Al cabo de unos minutos la colisión ya había pasado. Kathy se disponía a hablar de la extraña experiencia que había tenido esa mañana en su rincón de la cocina cuando sonó el timbre de entrada.
Un hombre de una edad intermedia entre los treinta y cinco y los cuarenta y cinco años, con una calvicie incipiente, estaba parado en el umbral, con una sonrisa incierta en la cara y una caja con seis latas de cerveza en la mano. Los rasgos eran toscos y la nariz estaba enrojecida por el frío.
—Todos quieren venir a darles la bienvenida al barrio. No lo toman ustedes a mal, ¿verdad?
El hombre tenía puesto un sobretodo de lana de tres cuartos de largo, pantalones de pana y botas claveteadas. A George la pareció que no tenía aire de ser uno de los vecinos que habitaban las mansiones de la zona.
Antes de mudarse a Amityville, George y Kathy habían jugado con la idea de tener casa abierta, pero una vez instalados en el nuevo domicilio, no habían vuelto a hablar del tema. George saludó con un movimiento de cabeza al representante del vecindario.
—No, no nos parece mal. Siempre que no les incomode sentarse en cajas de embalaje, puede usted venir con todos sus amigos.
George lo hizo pasar a la cocina y presentó a su mujer. El hombre repitió su frase ante ella. Kathy hizo un gesto de aprobación y el hombre prosiguió contando a los Lutz que tenía una lancha que guardaba en un embarcadero vecino, varias casas más allá en la misma avenida.
El hombre levantó la caja de las cervezas y dijo:
—Yo la traje y yo me la llevo.
George y Kathy nunca supieron cómo se llamaba. No volvieron a verlo.
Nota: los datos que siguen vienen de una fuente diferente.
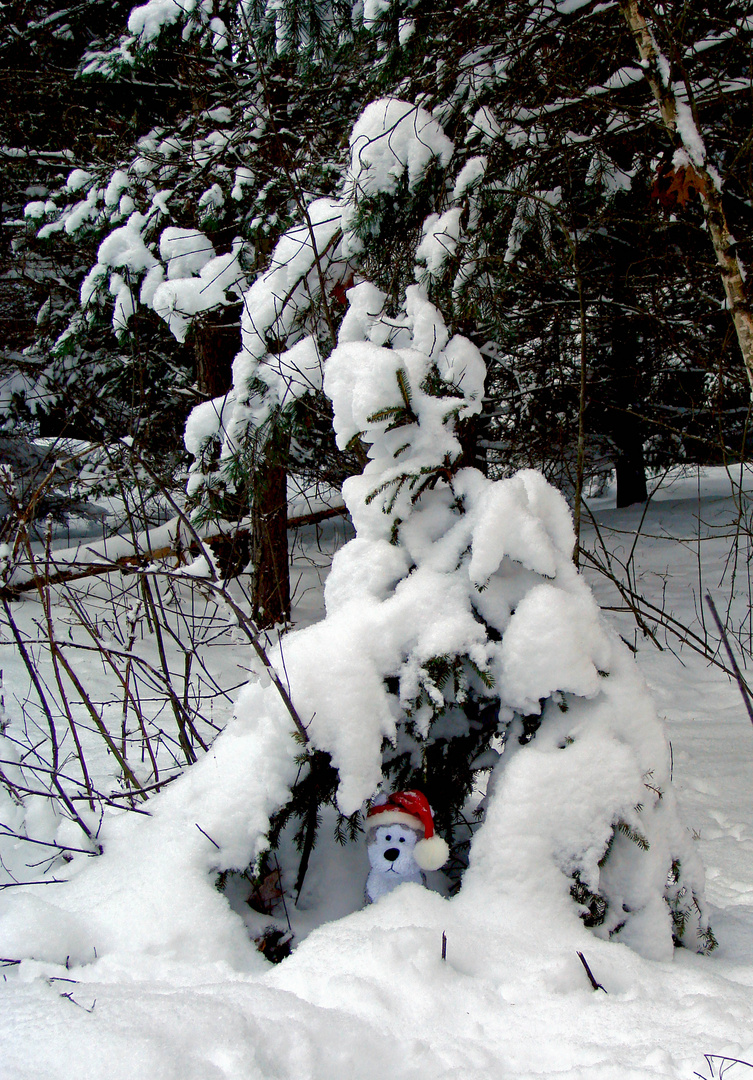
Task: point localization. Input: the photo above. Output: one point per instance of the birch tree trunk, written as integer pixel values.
(657, 70)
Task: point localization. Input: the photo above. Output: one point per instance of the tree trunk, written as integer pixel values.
(215, 347)
(630, 466)
(271, 595)
(733, 280)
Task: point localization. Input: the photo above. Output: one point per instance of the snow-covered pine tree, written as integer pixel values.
(458, 636)
(457, 626)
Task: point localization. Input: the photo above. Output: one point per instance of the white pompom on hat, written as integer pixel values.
(412, 809)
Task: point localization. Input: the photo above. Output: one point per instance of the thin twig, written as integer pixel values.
(738, 674)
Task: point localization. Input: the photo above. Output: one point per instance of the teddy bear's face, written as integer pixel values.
(390, 850)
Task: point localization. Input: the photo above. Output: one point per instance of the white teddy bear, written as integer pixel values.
(401, 842)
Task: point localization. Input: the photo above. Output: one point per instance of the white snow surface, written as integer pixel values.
(176, 990)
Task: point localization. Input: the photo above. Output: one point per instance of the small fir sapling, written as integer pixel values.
(456, 624)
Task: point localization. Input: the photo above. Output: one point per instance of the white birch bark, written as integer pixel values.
(657, 70)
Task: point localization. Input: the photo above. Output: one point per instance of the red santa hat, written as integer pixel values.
(411, 809)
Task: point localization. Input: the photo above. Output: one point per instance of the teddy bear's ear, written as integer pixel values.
(431, 853)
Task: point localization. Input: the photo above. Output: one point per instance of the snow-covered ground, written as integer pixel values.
(367, 994)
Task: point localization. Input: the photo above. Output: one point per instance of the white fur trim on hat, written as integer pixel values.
(393, 818)
(430, 853)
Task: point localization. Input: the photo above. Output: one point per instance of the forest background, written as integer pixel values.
(542, 213)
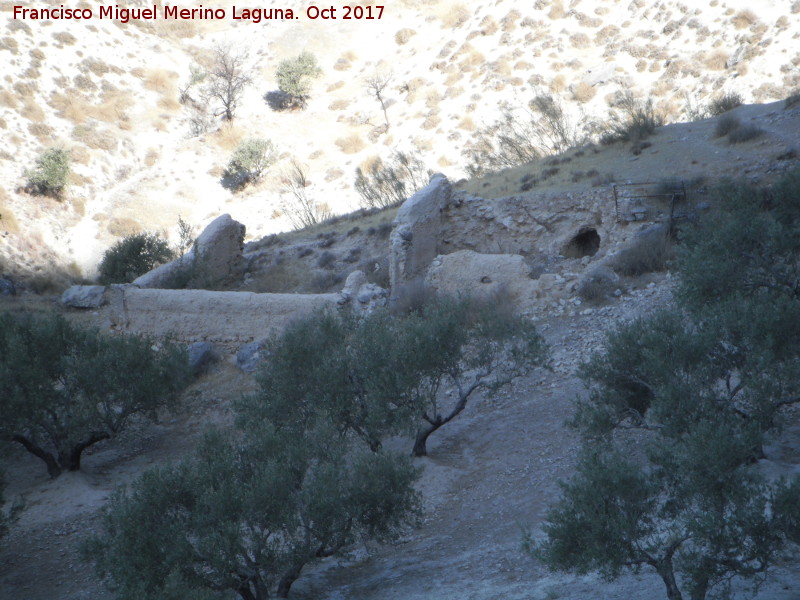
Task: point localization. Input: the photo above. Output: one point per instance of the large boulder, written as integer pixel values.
(469, 272)
(363, 297)
(84, 296)
(215, 256)
(415, 238)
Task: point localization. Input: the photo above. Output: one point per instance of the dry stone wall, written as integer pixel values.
(224, 318)
(535, 246)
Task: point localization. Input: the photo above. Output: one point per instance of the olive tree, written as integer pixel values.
(679, 408)
(387, 374)
(247, 518)
(64, 388)
(132, 257)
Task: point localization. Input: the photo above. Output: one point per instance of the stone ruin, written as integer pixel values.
(442, 238)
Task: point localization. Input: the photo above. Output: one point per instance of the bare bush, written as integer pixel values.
(522, 135)
(728, 101)
(301, 209)
(631, 120)
(229, 77)
(388, 183)
(650, 252)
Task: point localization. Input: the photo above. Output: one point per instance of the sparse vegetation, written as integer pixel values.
(229, 77)
(63, 389)
(384, 184)
(301, 209)
(249, 161)
(737, 133)
(522, 135)
(745, 133)
(631, 120)
(294, 77)
(376, 84)
(725, 102)
(132, 257)
(681, 404)
(49, 176)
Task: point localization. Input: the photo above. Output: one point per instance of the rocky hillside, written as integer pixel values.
(109, 92)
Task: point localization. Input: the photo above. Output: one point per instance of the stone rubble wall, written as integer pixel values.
(458, 243)
(224, 318)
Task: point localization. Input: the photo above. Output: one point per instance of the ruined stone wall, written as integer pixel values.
(533, 246)
(226, 318)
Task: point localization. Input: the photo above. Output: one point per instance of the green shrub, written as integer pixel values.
(134, 256)
(294, 78)
(49, 177)
(632, 120)
(249, 161)
(728, 101)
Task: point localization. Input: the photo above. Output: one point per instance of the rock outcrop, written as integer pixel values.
(414, 242)
(215, 256)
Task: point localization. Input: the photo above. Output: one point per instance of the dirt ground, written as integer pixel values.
(490, 474)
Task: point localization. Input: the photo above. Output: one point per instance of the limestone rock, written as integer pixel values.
(414, 242)
(84, 296)
(466, 271)
(216, 255)
(365, 297)
(7, 287)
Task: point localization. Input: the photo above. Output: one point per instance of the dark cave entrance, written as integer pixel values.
(585, 243)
Esa noche, cuando fueron a acostarse, George hizo su previa inspección de puertas y ventanas, todos los cerrojos y pestillos de adentro y de afuera, de tal modo que, cuando se despertó una vez más a las tres y cuarto de la mañana, y cedió al impulso que le llevaba a echar una mirada abajo, quedó asombrado al encontrarse con que el portón de madera del frente —que pesaba por lo menos ciento veinte kilos— estaba abierto y desquiciado, ¡colgando de un solo gozne!